There's two sides to incorporating significant choices into a game. On the one hand, it can offer more depth and a feeling that your actions have an impact on how the story unfolds. On the other hand, it means that whatever choice you make, you'll be cutting yourself off from whatever else could have happened if you'd gone with a different choice. That can be frustrating for completionists who see it as missing out on a significant portion of the game no matter which option they go with.

There have been Final Fantasy games that offered mutually exclusive choices, though I believe only with side stories and optional characters, never (so far as I can remember) with the main scenario story. Even side story choices, however, are rare. More often, all the story elements of the games (main and side stories) have been completely linear apart from some of the side stories being optional. There's a strong tendency to avoid situations where one choice would then preclude choosing its opposite and seeing what happens in that case.

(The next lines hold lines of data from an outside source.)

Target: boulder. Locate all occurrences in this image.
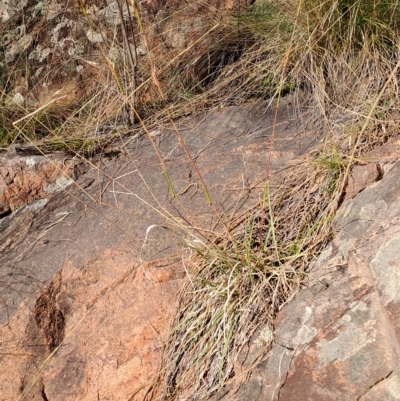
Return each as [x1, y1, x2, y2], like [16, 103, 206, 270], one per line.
[0, 98, 319, 401]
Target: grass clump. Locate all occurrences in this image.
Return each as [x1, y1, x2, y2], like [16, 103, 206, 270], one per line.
[147, 0, 400, 400]
[5, 0, 400, 400]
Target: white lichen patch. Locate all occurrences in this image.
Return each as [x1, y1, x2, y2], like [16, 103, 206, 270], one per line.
[46, 176, 74, 194]
[254, 325, 274, 347]
[25, 157, 36, 167]
[86, 29, 104, 43]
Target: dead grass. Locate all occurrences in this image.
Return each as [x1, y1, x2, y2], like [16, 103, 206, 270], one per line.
[6, 0, 400, 400]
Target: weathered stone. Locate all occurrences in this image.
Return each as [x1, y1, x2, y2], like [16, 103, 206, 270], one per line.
[0, 98, 319, 401]
[220, 139, 400, 401]
[0, 155, 82, 216]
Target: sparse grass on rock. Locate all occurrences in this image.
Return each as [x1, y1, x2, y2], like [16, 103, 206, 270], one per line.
[4, 0, 400, 400]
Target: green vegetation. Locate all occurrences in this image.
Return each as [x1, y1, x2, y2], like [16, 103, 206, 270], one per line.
[5, 0, 400, 399]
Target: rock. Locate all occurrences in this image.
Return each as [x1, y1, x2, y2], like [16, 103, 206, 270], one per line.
[0, 98, 319, 401]
[0, 154, 82, 216]
[225, 138, 400, 401]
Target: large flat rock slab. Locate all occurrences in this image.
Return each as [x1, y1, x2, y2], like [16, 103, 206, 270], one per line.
[222, 138, 400, 401]
[0, 98, 319, 401]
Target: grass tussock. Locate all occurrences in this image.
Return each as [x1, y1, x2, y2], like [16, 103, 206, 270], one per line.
[145, 1, 400, 399]
[4, 0, 400, 400]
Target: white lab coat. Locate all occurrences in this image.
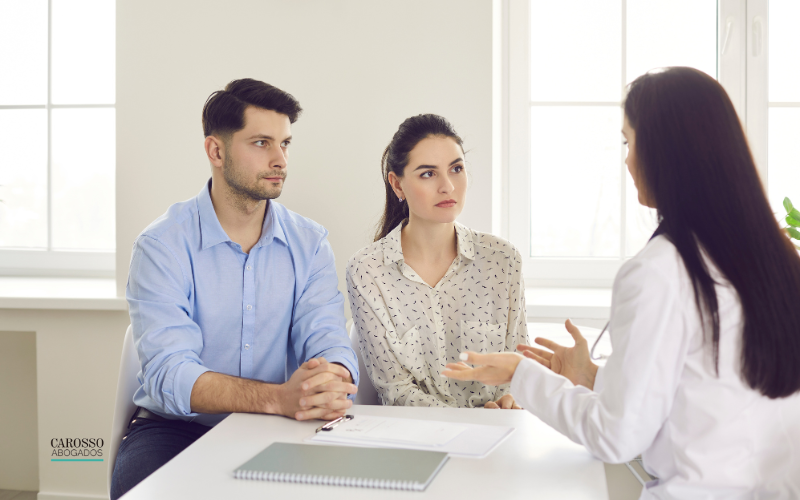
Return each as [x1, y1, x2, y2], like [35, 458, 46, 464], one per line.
[511, 236, 800, 499]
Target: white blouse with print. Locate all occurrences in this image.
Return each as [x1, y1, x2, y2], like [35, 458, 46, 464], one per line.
[347, 223, 528, 407]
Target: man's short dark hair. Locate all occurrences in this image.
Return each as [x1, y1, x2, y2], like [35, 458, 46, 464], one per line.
[203, 78, 303, 137]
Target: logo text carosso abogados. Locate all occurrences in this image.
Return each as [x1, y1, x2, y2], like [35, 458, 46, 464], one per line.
[50, 438, 103, 457]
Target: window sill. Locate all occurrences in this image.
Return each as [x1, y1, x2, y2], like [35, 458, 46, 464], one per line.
[0, 276, 128, 311]
[525, 288, 611, 320]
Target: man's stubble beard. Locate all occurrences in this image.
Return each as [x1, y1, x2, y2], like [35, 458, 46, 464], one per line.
[222, 155, 286, 201]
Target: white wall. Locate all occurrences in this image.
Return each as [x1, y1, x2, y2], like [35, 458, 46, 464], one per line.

You can tell how much this game caters to the sort of completionists who don't want to be cut off from any possible aspects of the game if you look at its class/job system. It's designed to ensure that you can do anything and everything, so that no choice you make will exclude any other choices. Within the storyline, ensuring that you don't cut yourself off from any available options basically turns into not having multiple options, so the story is very linear.


As for moral considerations, although there aren't really moral choices per se, the story does incorporate some depth in situations where not all objectives are morally based. Though we are generally good characters, sometimes the side we're on is simply the side we're on, rather than either being a clearly moral highground.